I used [LTSpice] to simulate the output circuit I previously measured and characterized.
Seems to work as expected. The primary assumption is that the gate is at ground. Honestly this doesn't prove a whole lot, just that the math behind best-fit worked. But it does serve as a base for more simulations, since I wanted to be sure I had the SPICE parameters correct for the PMOS.
Note that the substrate is connected to V1 rather than the "source" of the transistor. This will be true of all transistors in any simulation.
Here's a simulation of an inverter with a simple active load.
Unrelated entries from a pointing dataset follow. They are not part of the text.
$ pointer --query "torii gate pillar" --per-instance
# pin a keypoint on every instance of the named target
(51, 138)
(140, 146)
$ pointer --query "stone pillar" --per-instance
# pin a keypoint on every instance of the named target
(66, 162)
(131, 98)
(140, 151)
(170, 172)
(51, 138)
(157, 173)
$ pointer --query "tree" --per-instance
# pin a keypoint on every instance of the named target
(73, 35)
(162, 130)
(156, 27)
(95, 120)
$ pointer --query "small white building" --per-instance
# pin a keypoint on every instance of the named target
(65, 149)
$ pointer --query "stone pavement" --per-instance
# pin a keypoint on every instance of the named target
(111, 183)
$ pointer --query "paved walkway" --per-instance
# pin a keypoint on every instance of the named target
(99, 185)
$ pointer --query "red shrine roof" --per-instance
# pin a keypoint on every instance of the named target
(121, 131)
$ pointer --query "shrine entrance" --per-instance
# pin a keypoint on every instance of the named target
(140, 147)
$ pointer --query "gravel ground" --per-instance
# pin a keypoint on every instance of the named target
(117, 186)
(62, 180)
The output only rises to 12v because of the load of the output resistor in parallel with the resistance of the active load. I set the W/L of the upper transistor to 4/1 and the active load to 1/4, otherwise the upper transistor would not be strong enough to pull the output up away from the load transistor.
If we remove the output resistor entirely, we see that the active load cannot, in fact, drive the output to ground.
Here I will change the threshold from -7.3v to -1.5v. I really don't think the threshold is so large.
We see that the output is 1.5v when it should be 0v. It is, in fact, one threshold above ground.
Now, let's put together a bootstrap load circuit, as described in patent US3506851. First, without any capacitor. I have set M3 to 1/1.
As described in the patent, the output is off by two thresholds, at 3v. That's expected: you lose a threshold every time you add a transistor pulling to ground.
Now, let's add a capacitor. I've chose 0.01pF.
Look, the output went to ground! The reason is that when the output is high, the capacitor is charged up, and when the output voltage drops, the other end of the capacitor has to drop the same amount, since the capacitor does not want to change the voltage across itself.
This makes the gate on M3 go more negative, turning it on more strongly. Let's look at the gate voltage on M3.
See, it went very negative! It also slowly loses its charge because it will leak through the non-infinite resistance of M2.
Adding a load resistor to VPLUS makes the advantage even more stark:
The circuit without the bootstrap load is only capable of driving the output down to about 6.5v. The circuit with the bootstrap drives it below 1v.
The capacitor does have to be large enough that it doesn't leak all its charge away. Here's an example at 0.001pF.
By the way, this circuit doesn't work at all if the threshold goes back to -7.3v. That's why I think the threshold is wrong.
Anyway, that's the bootstrap load. It is used extensively in the CPU.